- Born: 1963 (age 62–63) Mortsel
- Education: KU Leuven, LUCA School of Arts
- Known for: visual art

= Ana Torfs =

Belgian visual artist

Ana Torfs (born in 1963, Mortsel) is a Belgian visual artist.

In her installations she uses a wide range of reproducible media, including slide projections, audio, photographs, prints, video, tapestries, and film.

== Life ==
Torfs studied communication science at the University of Leuven and film and video at the Sint-Lukas University College of Art and Design in Brussels.
Torfs has lived and worked in Brussels since 1986.

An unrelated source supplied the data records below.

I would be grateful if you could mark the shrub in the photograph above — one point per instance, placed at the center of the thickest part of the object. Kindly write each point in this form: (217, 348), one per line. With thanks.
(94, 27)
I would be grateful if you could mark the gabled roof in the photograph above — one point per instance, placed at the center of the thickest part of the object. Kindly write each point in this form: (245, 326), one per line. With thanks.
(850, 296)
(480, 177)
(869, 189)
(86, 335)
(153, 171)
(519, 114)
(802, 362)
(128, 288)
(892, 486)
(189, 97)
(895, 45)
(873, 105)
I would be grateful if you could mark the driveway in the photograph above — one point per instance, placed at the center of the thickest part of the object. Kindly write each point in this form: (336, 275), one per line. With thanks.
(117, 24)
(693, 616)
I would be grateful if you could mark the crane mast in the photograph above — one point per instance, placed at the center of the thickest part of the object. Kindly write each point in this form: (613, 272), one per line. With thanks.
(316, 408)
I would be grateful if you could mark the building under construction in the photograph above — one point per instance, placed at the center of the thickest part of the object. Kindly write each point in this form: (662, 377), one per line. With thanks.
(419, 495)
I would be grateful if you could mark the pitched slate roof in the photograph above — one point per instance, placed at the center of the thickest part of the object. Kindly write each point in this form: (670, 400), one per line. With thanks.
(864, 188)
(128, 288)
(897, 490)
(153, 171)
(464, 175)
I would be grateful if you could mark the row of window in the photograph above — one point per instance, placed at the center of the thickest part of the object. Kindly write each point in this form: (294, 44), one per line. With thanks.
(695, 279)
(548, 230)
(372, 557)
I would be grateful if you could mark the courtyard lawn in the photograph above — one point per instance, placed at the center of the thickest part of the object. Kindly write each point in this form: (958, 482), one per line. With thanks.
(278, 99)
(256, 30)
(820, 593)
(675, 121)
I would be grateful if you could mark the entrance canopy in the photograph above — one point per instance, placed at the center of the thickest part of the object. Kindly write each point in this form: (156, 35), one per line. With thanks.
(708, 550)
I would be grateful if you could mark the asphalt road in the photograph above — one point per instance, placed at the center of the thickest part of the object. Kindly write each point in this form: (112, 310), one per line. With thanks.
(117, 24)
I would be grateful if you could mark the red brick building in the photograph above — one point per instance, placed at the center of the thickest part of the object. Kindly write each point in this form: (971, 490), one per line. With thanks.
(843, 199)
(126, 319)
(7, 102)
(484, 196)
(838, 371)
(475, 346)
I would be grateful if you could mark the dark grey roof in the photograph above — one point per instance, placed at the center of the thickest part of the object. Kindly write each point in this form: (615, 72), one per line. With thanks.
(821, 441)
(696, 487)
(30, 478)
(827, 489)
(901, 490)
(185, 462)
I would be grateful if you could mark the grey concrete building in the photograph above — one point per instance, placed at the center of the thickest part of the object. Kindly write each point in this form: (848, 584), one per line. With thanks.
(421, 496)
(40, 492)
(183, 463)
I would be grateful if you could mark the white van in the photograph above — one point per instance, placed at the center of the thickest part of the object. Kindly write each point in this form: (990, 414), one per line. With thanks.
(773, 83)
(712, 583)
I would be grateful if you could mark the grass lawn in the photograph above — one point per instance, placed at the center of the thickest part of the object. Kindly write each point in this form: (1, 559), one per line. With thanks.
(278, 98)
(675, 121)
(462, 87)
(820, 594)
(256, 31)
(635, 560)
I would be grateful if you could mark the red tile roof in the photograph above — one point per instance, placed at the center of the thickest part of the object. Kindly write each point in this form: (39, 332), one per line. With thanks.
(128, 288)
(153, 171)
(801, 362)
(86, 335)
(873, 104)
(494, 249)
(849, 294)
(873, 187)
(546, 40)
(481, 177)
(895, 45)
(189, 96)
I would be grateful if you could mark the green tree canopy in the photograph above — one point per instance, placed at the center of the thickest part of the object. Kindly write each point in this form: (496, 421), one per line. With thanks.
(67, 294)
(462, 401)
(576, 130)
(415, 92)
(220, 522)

Torfs has had solo exhibitions at "MUAC" in Mexico, City (2021), at "Bozar" in Brussels (2020) the Pori Art Museum in Finland, in the Calouste Gulbenkian Museum in Lisbon, at Wiels, Centre for Contemporary Arts in Brussels, 2014, at Generali Foundation in Vienna in 2010, at Kunstsammlung Nordrhein-Westfalen in Düsseldorf in 2010, at the Sprengel Museum in Hannover, 2008, at the Argos Centre for Art and Media in Brussels in 2007, at daadgalerie in Berlin, 2006, at Gesellschaft für Aktuelle Kunst in Bremen in 2006, and at Bozar in Brussels in 2000. She has participated in numerous international group exhibitions including the 8th Contour Biennial in Mechelen in 2017, the Parasophia International Festival of Contemporary Culture in Kyoto, 2015, the 1st International Biennial of Contemporary Art of Cartagena de Indias in 2014, the Sharjah Biennial in 2013, the Manifesta 9 in Genk in 2012, the 2nd La Biennale de Montreal in 2000 and the 3rd Lyon Biennale of Contemporary Art in 1995. In 2004 she was invited by the Dia Art Foundation in New York to create a web project. In 2004, A Prior Magazine 10 was dedicated to the work of Ana Torfs.